Seems to me that the answer is absolutely no way this would be a terrible deal unless she is expecting to die long before average age span?

Comments

  • WYSPECIAL
    WYSPECIAL Posts: 786 Forumite
    Part of the Furniture 500 Posts Name Dropper Combo Breaker
    Do you need the £77k?

    What rate of tax would she be paying if she took the extra annual amount?
  • How much tax will be payable on the £6.4k?

    What inflation proofing does the £6.4k attract?

    If it's 20% tax then she's giving up £5,120 (before inflation additions) which is 15 years to get the £77k.

    If she has no desperate need for the lump sum I would tend to agree with you, keeping the £6.4k pension is the sensible long term option.
  • Pat38493
    Pat38493 Posts: 3,532 Forumite
    Part of the Furniture 1,000 Posts Name Dropper Combo Breaker
    edited 27 April 2022 at 7:59PM
    WYSPECIAL said:
    Do you need the £77k?

    What rate of tax would she be paying if she took the extra annual amount?
    No we don't really need it right now and I asssume it would be tax free as it's part of the lump sum offer from the NHS pension scheme.

    To clarify, in this scheme you are obliged to take a lump sum but you can take a higher one in exchange for less pension.
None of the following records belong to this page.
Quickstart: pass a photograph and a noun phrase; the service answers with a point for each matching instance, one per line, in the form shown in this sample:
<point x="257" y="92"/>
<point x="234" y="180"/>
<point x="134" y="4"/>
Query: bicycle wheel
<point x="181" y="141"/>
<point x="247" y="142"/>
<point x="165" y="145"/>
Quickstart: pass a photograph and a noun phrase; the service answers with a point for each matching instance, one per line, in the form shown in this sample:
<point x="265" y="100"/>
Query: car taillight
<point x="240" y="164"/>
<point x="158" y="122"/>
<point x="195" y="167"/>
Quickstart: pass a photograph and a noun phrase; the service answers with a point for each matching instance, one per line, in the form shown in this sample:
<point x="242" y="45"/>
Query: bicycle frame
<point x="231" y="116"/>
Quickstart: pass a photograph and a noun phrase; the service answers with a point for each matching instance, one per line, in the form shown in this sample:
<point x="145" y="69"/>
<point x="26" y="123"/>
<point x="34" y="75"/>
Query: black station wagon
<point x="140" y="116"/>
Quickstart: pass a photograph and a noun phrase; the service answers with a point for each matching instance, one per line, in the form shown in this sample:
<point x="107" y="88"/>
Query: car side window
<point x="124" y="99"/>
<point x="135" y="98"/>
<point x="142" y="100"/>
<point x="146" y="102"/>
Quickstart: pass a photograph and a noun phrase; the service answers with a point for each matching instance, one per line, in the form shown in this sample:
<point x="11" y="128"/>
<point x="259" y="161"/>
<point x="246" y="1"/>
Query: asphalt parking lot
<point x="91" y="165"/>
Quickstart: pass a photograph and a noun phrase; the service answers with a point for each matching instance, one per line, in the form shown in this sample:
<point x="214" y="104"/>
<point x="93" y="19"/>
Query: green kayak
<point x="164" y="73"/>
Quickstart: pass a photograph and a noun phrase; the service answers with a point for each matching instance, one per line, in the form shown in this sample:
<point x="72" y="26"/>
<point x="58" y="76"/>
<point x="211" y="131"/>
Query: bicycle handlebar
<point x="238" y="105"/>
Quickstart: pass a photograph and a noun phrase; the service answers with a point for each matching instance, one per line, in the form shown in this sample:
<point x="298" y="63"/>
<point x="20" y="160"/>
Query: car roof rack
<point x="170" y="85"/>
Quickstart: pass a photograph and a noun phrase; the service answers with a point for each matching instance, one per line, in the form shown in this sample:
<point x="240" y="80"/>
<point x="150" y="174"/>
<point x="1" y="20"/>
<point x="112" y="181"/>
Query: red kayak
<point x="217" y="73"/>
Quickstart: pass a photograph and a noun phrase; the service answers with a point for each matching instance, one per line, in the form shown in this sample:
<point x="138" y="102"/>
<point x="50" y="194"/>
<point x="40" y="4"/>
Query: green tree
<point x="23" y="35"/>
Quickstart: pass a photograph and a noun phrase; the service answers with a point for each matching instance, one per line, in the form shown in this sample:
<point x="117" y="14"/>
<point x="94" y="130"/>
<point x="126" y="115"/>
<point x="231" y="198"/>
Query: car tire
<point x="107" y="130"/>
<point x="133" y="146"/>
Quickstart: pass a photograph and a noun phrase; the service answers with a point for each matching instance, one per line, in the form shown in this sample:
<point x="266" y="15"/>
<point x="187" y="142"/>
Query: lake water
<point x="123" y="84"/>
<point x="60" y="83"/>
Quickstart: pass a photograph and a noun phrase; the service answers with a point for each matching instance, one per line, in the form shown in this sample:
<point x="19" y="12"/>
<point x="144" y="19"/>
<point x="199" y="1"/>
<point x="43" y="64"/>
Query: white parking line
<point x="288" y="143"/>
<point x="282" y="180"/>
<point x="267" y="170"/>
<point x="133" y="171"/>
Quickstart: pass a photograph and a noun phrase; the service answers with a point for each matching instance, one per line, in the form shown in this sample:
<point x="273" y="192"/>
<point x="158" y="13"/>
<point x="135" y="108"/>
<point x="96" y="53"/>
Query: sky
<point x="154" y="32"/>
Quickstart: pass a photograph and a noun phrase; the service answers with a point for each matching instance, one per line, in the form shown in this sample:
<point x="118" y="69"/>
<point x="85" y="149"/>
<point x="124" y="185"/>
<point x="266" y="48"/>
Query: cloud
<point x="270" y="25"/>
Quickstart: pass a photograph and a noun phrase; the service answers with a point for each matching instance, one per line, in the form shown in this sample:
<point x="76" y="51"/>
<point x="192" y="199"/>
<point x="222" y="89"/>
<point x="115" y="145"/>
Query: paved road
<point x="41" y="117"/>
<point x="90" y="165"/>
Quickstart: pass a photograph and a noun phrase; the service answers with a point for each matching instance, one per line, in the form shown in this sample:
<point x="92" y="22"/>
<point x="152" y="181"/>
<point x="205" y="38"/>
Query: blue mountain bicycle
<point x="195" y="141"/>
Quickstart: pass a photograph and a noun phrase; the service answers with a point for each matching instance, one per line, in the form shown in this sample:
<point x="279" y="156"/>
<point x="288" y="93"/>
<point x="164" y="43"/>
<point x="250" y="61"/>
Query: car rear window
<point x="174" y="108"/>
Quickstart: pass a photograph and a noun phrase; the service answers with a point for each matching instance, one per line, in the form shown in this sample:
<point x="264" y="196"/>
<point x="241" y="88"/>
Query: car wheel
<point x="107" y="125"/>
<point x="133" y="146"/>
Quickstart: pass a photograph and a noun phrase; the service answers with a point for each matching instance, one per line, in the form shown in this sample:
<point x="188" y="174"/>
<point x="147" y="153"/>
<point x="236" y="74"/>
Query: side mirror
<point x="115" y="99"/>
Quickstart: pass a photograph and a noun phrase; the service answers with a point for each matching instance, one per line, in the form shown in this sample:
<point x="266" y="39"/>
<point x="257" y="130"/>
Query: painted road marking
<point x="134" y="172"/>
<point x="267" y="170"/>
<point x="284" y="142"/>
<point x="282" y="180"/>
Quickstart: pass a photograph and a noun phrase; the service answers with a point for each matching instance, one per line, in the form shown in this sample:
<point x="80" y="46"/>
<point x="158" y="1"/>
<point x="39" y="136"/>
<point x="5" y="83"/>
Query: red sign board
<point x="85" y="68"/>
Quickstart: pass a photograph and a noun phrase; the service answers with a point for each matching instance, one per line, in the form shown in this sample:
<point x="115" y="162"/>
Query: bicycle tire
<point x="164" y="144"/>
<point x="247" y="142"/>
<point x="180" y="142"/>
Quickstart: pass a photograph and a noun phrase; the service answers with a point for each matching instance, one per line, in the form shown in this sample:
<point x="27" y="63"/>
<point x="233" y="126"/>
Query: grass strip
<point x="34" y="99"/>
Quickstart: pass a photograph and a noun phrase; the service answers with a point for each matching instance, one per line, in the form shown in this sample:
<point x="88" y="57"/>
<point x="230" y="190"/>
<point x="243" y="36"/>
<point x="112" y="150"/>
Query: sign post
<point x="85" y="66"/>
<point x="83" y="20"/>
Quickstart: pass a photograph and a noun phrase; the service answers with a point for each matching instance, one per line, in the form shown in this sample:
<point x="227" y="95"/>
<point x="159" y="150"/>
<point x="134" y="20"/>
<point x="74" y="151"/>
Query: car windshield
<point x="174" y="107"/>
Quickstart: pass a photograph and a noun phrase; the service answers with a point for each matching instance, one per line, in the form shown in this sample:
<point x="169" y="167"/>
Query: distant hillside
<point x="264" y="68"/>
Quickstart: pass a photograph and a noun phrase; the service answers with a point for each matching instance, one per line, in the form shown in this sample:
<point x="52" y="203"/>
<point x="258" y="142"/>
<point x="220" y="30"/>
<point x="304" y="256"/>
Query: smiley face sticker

    However this doesn't look like an attractive commutation to me.
  • Exotoxin1
    Exotoxin1 Posts: 16 Forumite
    10 Posts
    12:1 commutation is really rubbish isn't it? I just took the standard lump sum.
    Unless you need the money or life expectancy is significantly impaired I'd not take it, especially with high inflation.
  • Secret2ndAccount
    Secret2ndAccount Posts: 1,017 Forumite
    Fifth Anniversary 500 Posts Name Dropper
    edited 27 April 2022 at 8:35PM

    Agreed. Take the pension, not the lump sum.

    12:1 is one step away from a scam in my opinion. The problem is that, for many people, it’s a once in a lifetime opportunity to get their hands on a large lump sum to pay off the mortgage / buy a boat / travel the world. Therefore many people take it, so why should they offer a better deal?

    In a private sector scheme there is a need for every offer, be it a CETV, a lump sum, or an early or late retirement, to be fair both to the recipient, and to the rest of the people who get their pension from the same large pot of money. With a public sector scheme I guess that requirement is meaningless since the large pot can’t run dry.